Sigmund Freud launched boldly into this field and produced a revolution in many respects. As a person of great culture and sensibility, he made deep contact with the arts and sciences of his time. He did not theorize about creation or art, and his aspirations went no further than to determine how his models and theories of mind worked when he applied them to creation and art.

An example of this is found in his work, 'The two principles in mental functioning, in which he applies the theory of conflict to explain the pleasure principle and reality principle, and their vicissitudes.


Art brings about a reconciliation between the two principles in a peculiar way. An artist is originally a man who turns away from reality because he cannot come to terms with the renunciation of instinctual satisfaction which it at first demands, and who allows his erotic and ambitious wishes full play in the life of phantasy. He finds the way back to reality, however, from this world of phantasy by making use of special gifts to mold his phantasies into truths of a new kind, which are valued by men as precious reflections of reality. (Freud, 1911)

In 'The Moses of Michelangelo', Freud explains the relationship between the work of art, the artist and the spectator, giving an important place to the art’s intention. 


In my opinion, what grips us so powerfully can only be the artist's intention, in so far as he has succeeded in expressing it in his work and in getting us to understand it. I realize that this cannot be merely a matter of intellectual comprehension; what he aims at is to awaken in us the same emotional attitude, the same mental constellation as that which in him produced the impetus to create.  (Freud, 1914)

Freud realized the importance of thinking about the functions associated with art and creation, on the one hand, as something that belongs to a particular psychic apparatus with a history of its own and, on the other hand, seeing these functions as characteristic of the species, as a structural part of the brain that is present in all humans.


If we could at least discover in ourselves or in people like ourselves an activity which was in some way akin to creative writing! An examination of it would then give us a hope of obtaining the beginnings of an explanation of the creative work of writers. And, indeed, there is some prospect of this being possible. After all, creative writers themselves like to lessen the distance between their kind and the common run of humanity; they so often assure us that every man is a poet at heart and that the last poet will not perish till the last man does. (Freud, 1908)

To conclude, I would like to to point out that, everywhere, the number of artists is increasing across artistic forms, which always stands out to me because it reduces the rigidity and formality of these. There is greater freedom. In music, for example, new bands appear constantly, while dance develops with great spontaneity. Artistic expressions that once took place in enclosed areas now happen in the streets.

We are hoping that creativity will develop through freedom. The individual feels that what is being accomplished is true and that it is the product of freedom and beauty. Creativity, however, is an intimate experience that does not crop up on the outside, unlike the demands of the masses. Its actualization cannot be turned over.

All human beings are equal because each one depends, equally, on having found a way of relating their inner life to the outside world. It is, I repeat, a true experience, of freedom and beauty.

Freud, S. (1908).
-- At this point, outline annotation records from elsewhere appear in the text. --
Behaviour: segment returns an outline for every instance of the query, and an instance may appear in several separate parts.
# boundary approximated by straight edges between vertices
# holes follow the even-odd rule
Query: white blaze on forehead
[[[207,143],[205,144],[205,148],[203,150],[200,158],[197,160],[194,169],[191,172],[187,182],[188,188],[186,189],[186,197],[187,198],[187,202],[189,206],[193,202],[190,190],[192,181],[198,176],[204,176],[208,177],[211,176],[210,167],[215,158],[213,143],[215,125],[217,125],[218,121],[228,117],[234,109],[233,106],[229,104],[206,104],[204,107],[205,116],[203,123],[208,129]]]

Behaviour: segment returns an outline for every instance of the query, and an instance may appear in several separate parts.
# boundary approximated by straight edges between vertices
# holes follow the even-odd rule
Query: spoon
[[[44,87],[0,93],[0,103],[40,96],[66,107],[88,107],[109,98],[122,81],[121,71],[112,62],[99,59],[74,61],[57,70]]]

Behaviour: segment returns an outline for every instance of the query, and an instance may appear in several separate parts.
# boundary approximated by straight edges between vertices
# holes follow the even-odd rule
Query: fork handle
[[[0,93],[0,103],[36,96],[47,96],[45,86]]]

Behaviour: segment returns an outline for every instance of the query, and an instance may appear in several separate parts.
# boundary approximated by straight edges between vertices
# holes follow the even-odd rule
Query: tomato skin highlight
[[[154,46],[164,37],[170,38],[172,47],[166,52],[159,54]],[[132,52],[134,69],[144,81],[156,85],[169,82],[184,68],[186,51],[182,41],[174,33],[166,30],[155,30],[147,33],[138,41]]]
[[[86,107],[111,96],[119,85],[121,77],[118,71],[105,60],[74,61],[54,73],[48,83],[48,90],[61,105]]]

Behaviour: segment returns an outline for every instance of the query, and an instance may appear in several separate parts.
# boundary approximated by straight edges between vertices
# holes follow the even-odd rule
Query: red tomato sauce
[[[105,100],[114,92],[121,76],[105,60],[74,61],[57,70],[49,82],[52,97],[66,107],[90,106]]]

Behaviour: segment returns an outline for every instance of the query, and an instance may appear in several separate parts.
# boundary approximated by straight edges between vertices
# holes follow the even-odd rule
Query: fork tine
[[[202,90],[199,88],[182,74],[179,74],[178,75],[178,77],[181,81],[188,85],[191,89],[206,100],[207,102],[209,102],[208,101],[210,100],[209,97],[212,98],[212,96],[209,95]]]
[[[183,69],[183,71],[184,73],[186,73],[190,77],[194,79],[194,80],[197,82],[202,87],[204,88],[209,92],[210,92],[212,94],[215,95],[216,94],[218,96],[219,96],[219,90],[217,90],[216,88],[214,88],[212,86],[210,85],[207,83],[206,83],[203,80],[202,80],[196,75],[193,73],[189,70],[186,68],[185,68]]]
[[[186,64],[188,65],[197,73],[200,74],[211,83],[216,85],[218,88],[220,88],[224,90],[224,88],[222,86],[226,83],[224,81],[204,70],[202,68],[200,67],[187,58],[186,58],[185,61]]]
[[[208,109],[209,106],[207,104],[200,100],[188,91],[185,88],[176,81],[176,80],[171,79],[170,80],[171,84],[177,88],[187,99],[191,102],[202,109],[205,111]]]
El poeta y la fantasía [Creative writers and day-dreaming]. Obras Completas, Tomo II, Ed. Madrid: Biblioteca Nueva, 1968, p. 1057.
Freud, S. (1911). Los dos principios del suceder psíquico [Formulations on the two principles in mental functioning]. Obras Completas, Tomo II, Ed. Madrid: Biblioteca Nueva, 1968, p. 497/498.
Freud, S. (1914). El Moisés de Miguel Ángel [The Moses of Michelangelo]. Obras Completas, Tomo II, Ed. Madrid: Biblioteca Nueva, 1968, p. 1069.